One thing I think some people are missing is that the columns probably failed one or a few at a time due to the tilting so a huge impulse as in the Bazant model was not necessary. Accounting for the tilting will be a pain in the butt but I'll try and find a decent way of dealing with it.
Greg... the effective length factor for a column in a moment frame is a minimum of 1. It can be no lower. There is a vast difference between fixed ends (i.e. supports) that the columns in the towers did not have, and fixed connections, which means that they can SWAY.
rwguinn
6th March 2008, 01:03 PM
Actually I think it was Tony Szamboti or Gordon Ross that found the error. NB assumes an rotation 30 degrees for each of three buckle points in his formula for calculating Ubend, but uses Pi/12 = 15 degrees. This gives half the energy. I think he should be using Pi/3 for the total rotation because once the middle buckle reaches 30 degrees then the other buckles will only be a 15 degrees. He ends up with Pi/4 for the total rotation which decreases the energy by 1/3. However his cross-sectional area is about 50% larger than the actual value from the SAP data so it balances out for an effective length factor slightly less than 1. The upper bound would be for an effective length factor of 0.7 for fixed ends which is probably what I will use. In the context of continued collapse I don't think it will be significant.
One thing I think some people are missing is that the columns probably failed one or a few at a time due to the tilting so a huge impulse as in the Bazant model was not necessary. Accounting for the tilting will be a pain in the butt but I'll try and find a decent way of dealing with it.

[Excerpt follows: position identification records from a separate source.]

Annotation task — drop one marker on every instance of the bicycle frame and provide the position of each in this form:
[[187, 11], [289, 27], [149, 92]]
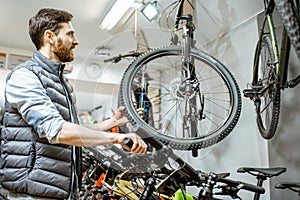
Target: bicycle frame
[[281, 62], [281, 56]]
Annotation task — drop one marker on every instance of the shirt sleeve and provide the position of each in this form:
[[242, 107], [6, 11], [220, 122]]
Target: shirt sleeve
[[25, 92]]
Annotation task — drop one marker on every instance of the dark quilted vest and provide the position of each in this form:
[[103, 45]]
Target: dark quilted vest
[[32, 165]]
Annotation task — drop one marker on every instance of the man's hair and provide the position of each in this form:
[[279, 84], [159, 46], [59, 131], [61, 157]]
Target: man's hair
[[46, 19]]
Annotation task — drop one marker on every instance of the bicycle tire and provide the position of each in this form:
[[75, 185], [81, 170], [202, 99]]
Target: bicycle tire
[[268, 104], [291, 21], [165, 64]]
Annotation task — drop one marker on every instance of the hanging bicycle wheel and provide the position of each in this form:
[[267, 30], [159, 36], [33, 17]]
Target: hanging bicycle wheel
[[291, 20], [268, 103], [183, 120]]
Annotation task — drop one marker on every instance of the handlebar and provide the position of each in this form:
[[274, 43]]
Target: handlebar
[[242, 185], [118, 58]]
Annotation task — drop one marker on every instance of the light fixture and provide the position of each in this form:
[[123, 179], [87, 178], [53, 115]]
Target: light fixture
[[150, 10], [119, 12]]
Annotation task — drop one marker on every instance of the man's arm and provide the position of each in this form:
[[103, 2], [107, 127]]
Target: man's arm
[[73, 134]]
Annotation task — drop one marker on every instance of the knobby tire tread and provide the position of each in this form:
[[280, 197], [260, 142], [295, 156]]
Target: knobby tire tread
[[175, 143]]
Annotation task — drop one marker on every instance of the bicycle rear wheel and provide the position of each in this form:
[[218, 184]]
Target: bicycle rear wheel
[[268, 102], [291, 21], [185, 122]]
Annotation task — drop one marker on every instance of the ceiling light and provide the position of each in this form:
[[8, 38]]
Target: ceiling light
[[120, 11], [150, 10]]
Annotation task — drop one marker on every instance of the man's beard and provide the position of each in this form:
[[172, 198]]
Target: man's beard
[[63, 53]]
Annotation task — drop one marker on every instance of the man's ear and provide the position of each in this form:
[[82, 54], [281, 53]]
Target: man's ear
[[48, 36]]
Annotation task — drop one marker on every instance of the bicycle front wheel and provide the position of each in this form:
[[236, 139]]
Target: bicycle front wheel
[[268, 102], [201, 118], [289, 14]]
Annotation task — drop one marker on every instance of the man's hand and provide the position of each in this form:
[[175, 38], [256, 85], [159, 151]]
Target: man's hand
[[139, 146]]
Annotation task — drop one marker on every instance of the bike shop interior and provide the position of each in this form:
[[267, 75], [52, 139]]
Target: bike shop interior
[[226, 29]]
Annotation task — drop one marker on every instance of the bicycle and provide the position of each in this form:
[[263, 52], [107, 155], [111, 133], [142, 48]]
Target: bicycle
[[270, 66], [156, 175], [195, 97]]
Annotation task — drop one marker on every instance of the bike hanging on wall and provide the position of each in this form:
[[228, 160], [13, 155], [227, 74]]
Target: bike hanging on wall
[[270, 66], [195, 100]]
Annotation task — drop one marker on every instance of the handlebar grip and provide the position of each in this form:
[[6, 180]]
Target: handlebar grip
[[128, 142], [244, 186]]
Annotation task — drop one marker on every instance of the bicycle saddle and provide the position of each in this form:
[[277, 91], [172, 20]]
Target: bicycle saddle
[[267, 172]]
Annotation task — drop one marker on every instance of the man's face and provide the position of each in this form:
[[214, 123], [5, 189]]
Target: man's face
[[65, 43]]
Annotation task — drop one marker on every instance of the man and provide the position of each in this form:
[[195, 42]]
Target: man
[[41, 138]]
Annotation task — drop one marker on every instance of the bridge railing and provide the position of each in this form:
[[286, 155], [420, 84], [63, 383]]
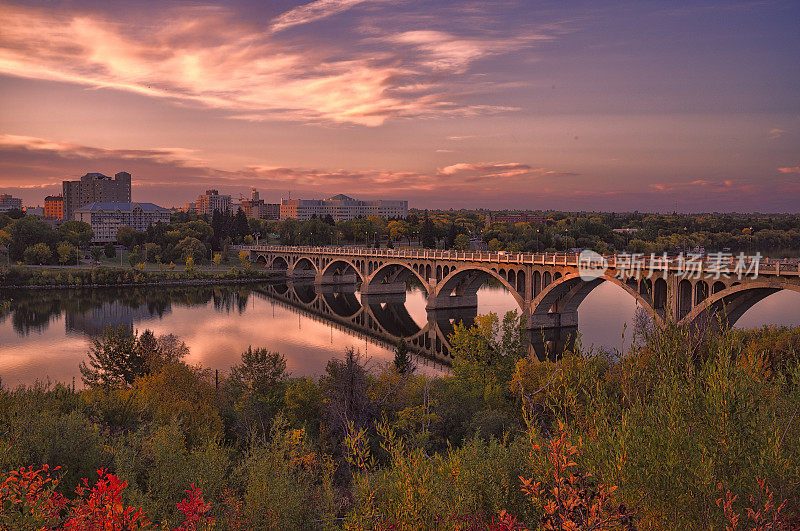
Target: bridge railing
[[730, 264]]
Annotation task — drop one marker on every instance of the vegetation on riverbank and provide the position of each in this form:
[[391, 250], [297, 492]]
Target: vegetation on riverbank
[[113, 276], [683, 431]]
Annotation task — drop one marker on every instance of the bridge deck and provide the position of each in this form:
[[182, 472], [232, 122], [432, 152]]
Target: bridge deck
[[785, 267]]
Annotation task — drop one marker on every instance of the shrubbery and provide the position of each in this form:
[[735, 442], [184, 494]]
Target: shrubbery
[[22, 276], [684, 431]]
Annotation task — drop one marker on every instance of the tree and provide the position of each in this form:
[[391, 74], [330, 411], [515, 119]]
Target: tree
[[241, 227], [402, 359], [66, 253], [39, 253], [257, 386], [115, 359], [190, 247], [77, 233], [427, 234], [26, 232], [129, 237], [486, 353]]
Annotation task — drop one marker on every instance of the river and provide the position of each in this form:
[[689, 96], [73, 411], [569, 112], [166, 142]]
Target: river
[[46, 334]]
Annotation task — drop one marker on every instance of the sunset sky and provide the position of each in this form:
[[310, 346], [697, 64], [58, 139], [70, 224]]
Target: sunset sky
[[507, 104]]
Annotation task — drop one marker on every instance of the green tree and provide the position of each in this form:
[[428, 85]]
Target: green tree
[[67, 253], [129, 237], [402, 359], [39, 253], [190, 247], [427, 234], [257, 386], [77, 233], [26, 232]]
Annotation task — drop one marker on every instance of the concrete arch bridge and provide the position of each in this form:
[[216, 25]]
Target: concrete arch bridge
[[548, 288]]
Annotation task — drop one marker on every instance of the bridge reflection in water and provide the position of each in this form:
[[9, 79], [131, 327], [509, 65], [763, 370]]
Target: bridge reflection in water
[[385, 319]]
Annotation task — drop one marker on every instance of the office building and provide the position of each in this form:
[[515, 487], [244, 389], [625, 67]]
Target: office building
[[341, 207], [106, 218], [515, 217], [93, 188], [9, 202], [54, 207], [256, 208]]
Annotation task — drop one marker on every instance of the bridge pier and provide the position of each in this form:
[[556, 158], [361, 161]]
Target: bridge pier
[[537, 321], [298, 274], [378, 288], [335, 280], [380, 298]]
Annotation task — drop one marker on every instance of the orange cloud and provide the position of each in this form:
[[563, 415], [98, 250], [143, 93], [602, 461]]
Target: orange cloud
[[205, 56]]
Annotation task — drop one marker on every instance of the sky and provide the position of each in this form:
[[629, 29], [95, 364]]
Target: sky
[[510, 104]]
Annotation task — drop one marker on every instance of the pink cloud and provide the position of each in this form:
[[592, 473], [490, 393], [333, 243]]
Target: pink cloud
[[203, 55]]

Well, Doh! I missed it too. Thanks
I was thinking you were looking at his effective length calcs, which people I know and trust seem to agree with as being 1, rather than <1
The simulation is indeed biased in favor of non-collapse for just the reason you state, although not necessarily due entirely to tilting--load paths change very quickly under non-design loads, and parts initially fail one at a time (where dT>0, but still small). After that, how small a time division is "simultaneous"?:D
Its a domino effect...
GregoryUrich
6th June 2008, 05:36 PM
I have updated my article (http://www.cool-places.0catch.com/911/FalaciousCdArguments2_14.pdf) and submitted it to the Journal of 9/11 Studies.
jaydeehess
7th June 2008, 10:41 AM
Here are some MEASURED data for WTC 1, (taken from the Sauret video):
Time (s); Drop(m); Accel(m/s^2)
t d acc %g
------------------
0; 0; 0 0
0.5; 1.0; 8.0 87
1.0; 4.2; 8.4 91
1.5; 8.3; 7.4 80
2.0; 14.0; 7.0 76
2.5; 20.0; 6.4 70
3.0; 27.6; 6.1 66
Now is this near "free fall" or not?